Regulatory Risks: Many countries have introduced regulations on cryptocurrency trading, which can impact the operations of centralised exchanges. In 2019, the Canadian exchange QuadrigaCX filed for bankruptcy after its founder died, leaving $190 million worth of cryptocurrency inaccessible due to regulatory issues.
Counterparty Risks: When using a centralised exchange, users must trust the exchange to hold their funds securely. However, if the exchange becomes insolvent or engages in fraudulent activities, users can lose their money within minutes. In 2014, the exchange Mt. Gox filed for bankruptcy after losing 850,000 bitcoins due to fraud and mismanagement.
How to Make Secure Transactions Through Decentralised Crypto Exchanges
As we already saw, centralised exchanges are susceptible to hacking, liquidity risks, regulatory problems etc. But there are some great ways in which you can trade in crypto and also reduce your exposure to cybersecurity risks.
Selecting the right exchange is the main step you have to consider. Before depositing any funds, ensure that the exchange is regulated by a government agency and has a good reputation in the crypto community. You can also have two-factor authentication (2FA), which adds an extra layer of security to the account. It is also essential to use a strong and unique password and enable email or SMS notifications for all account activities. Finally, one should avoid using public Wi-Fi or unsecured networks while accessing the exchange.
Additionally, you can follow another trend and start using decentralised exchanges (DEXs). DEXs are a better alternative to centralised exchanges for several reasons. These are:
- DEXs do not have a central point of failure, making them less vulnerable to cyber-attacks.
- DEXs do not require users to deposit funds into a central server, reducing the risk of losing funds to hacks or scams.

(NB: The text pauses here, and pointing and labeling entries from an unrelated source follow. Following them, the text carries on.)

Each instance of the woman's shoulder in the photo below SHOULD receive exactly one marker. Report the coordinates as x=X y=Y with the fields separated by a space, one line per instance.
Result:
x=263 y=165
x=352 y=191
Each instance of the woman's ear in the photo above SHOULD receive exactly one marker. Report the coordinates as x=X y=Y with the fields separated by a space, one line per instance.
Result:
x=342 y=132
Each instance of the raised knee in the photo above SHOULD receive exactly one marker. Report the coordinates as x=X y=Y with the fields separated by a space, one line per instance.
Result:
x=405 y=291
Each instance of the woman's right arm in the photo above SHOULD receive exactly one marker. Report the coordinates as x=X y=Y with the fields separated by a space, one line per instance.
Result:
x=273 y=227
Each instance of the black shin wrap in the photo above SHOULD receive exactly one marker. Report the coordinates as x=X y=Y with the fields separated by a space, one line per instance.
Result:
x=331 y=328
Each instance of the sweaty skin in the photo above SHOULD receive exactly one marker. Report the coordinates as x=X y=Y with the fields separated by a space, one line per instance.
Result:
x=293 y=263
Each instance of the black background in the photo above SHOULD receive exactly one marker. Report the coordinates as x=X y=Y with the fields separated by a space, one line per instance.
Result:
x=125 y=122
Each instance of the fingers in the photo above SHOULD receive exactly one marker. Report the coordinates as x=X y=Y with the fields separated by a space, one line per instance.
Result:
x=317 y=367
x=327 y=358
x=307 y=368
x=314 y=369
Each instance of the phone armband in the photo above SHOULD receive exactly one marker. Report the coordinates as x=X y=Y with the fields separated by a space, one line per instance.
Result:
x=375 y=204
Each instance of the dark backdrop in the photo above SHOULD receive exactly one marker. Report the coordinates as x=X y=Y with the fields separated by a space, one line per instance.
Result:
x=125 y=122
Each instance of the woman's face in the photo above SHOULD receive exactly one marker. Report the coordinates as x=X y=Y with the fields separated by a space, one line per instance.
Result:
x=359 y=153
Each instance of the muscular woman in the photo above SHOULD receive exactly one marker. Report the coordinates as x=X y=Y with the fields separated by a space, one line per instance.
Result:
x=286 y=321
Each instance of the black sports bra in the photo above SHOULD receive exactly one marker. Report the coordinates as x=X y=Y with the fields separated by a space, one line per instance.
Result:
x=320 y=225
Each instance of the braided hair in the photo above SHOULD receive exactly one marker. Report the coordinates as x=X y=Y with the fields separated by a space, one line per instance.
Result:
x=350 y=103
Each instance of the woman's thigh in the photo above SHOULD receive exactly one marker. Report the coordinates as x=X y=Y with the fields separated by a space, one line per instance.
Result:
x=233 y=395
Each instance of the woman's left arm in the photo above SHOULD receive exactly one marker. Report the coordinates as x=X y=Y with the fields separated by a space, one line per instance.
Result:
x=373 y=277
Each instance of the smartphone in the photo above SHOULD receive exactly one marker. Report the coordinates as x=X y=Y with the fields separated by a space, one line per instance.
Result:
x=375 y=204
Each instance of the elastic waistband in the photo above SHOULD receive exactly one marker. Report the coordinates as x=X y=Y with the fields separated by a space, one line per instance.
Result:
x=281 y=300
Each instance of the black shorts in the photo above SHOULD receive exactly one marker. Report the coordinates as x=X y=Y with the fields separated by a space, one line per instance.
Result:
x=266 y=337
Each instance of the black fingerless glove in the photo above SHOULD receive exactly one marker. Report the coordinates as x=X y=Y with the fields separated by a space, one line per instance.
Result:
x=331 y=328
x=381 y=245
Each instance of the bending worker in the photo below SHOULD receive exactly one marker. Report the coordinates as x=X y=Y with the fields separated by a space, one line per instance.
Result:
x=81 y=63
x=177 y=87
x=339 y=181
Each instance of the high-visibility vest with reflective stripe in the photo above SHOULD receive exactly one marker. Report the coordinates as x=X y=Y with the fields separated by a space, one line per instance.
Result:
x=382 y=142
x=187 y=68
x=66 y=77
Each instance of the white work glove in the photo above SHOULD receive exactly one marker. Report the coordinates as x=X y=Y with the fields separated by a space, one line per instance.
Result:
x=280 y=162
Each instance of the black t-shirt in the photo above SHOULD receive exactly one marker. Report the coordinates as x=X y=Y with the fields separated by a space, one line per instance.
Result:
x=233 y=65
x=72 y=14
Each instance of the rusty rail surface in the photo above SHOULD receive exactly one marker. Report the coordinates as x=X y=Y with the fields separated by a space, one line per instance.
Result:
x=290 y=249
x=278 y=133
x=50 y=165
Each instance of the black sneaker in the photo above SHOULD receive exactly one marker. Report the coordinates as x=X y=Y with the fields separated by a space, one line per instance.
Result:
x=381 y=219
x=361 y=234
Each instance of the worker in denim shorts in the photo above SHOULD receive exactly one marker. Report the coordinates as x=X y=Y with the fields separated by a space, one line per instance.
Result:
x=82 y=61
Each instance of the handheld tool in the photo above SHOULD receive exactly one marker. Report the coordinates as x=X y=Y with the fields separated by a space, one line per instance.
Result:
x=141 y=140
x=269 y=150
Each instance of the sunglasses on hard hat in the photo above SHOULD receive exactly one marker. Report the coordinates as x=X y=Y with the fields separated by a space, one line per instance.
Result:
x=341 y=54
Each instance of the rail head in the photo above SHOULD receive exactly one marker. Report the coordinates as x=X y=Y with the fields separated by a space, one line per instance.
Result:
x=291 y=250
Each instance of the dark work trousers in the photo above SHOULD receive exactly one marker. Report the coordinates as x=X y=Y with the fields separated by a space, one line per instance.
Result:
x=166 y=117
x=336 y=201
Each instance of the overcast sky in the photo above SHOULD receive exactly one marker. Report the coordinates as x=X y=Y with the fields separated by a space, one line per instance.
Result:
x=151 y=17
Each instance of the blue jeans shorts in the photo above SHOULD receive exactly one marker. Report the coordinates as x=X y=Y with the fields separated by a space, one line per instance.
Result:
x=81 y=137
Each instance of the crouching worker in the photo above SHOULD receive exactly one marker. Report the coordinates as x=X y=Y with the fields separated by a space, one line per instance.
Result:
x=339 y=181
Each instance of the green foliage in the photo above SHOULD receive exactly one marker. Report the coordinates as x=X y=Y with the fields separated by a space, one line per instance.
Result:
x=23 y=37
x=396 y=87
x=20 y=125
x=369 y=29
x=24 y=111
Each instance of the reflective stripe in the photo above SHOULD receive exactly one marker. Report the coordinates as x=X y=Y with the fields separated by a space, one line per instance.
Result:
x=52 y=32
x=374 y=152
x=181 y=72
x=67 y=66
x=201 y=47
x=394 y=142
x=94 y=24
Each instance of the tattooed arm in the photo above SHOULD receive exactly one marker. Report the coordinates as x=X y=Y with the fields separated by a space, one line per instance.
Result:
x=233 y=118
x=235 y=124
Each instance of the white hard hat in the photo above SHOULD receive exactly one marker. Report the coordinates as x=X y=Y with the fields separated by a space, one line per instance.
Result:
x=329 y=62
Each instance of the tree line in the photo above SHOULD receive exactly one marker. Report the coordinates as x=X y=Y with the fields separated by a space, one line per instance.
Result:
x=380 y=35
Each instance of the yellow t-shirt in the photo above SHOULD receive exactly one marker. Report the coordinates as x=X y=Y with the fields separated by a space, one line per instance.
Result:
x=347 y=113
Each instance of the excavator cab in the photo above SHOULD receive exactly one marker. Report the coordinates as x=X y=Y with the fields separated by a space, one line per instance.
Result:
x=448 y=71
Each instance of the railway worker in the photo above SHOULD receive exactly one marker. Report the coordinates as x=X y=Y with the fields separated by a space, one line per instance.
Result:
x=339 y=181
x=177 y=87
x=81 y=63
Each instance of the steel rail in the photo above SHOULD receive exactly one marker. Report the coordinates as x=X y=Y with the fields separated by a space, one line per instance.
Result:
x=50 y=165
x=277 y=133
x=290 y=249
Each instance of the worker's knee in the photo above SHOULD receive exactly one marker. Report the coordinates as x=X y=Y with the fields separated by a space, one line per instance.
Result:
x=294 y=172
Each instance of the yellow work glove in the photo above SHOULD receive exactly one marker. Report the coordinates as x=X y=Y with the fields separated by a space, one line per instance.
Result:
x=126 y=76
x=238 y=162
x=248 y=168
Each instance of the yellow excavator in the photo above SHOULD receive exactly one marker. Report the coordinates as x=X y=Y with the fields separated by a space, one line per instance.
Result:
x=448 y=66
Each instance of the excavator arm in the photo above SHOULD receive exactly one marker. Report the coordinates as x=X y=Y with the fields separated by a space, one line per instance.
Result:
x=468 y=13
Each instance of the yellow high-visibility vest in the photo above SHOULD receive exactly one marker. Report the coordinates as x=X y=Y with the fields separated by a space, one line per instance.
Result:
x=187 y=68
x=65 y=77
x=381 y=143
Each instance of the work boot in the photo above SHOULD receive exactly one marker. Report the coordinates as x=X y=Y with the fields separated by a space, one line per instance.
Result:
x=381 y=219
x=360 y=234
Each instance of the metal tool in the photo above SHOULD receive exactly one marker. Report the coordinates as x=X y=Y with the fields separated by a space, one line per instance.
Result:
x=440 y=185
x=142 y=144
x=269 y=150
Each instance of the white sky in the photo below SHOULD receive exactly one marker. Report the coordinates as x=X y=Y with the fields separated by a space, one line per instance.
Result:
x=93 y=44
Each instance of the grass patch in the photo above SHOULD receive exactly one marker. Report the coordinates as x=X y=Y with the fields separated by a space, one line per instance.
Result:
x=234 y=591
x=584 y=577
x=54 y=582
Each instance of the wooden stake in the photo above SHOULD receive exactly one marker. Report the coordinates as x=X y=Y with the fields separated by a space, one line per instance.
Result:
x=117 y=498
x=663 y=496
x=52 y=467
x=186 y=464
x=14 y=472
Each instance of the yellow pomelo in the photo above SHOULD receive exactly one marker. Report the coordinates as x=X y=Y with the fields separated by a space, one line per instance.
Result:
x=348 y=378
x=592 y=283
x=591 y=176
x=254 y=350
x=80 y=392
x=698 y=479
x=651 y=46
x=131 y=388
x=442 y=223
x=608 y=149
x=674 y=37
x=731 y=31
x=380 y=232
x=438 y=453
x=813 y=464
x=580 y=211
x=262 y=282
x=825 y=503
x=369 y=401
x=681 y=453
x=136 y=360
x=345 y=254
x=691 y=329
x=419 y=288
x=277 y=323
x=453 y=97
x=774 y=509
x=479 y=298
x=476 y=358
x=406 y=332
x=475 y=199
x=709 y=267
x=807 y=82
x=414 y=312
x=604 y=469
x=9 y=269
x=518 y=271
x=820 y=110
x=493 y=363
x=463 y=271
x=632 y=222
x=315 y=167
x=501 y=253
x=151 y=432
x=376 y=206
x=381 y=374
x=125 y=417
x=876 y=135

- DEXs are generally more transparent and have lower fees than centralised exchanges.
On such exchanges, users have better control over their assets. On centralised exchanges, users do not have access to the private keys of their wallets, which are held by the exchange. This means that users do not have complete control over their funds and are subject to the exchange's rules and regulations.
In contrast, DEXs provide users with complete control over their funds and allow for more privacy and anonymity.
Unlike centralised exchanges that require users to entrust their assets to a third party, DEXs operate on blockchain technology, enabling peer-to-peer transactions without the need for intermediaries. This eliminates the risk of hacks and insolvencies associated with centralised exchanges, where users often lose control over their funds.
Decentralised cryptocurrency exchanges (DEXs) offer a compelling alternative to their centralised counterparts, primarily due to their fundamental principles of trustlessness, security, and user empowerment.
Furthermore, DEXs promote financial inclusivity by allowing users to trade directly from their wallets, preserving privacy and reducing the need for intrusive KYC procedures. Ultimately, decentralised exchanges embody the core ethos of cryptocurrencies, promoting self-sovereignty and resilience against censorship and regulatory overreach, making them a superior choice for those seeking a more secure and democratic way to engage in the world of digital assets.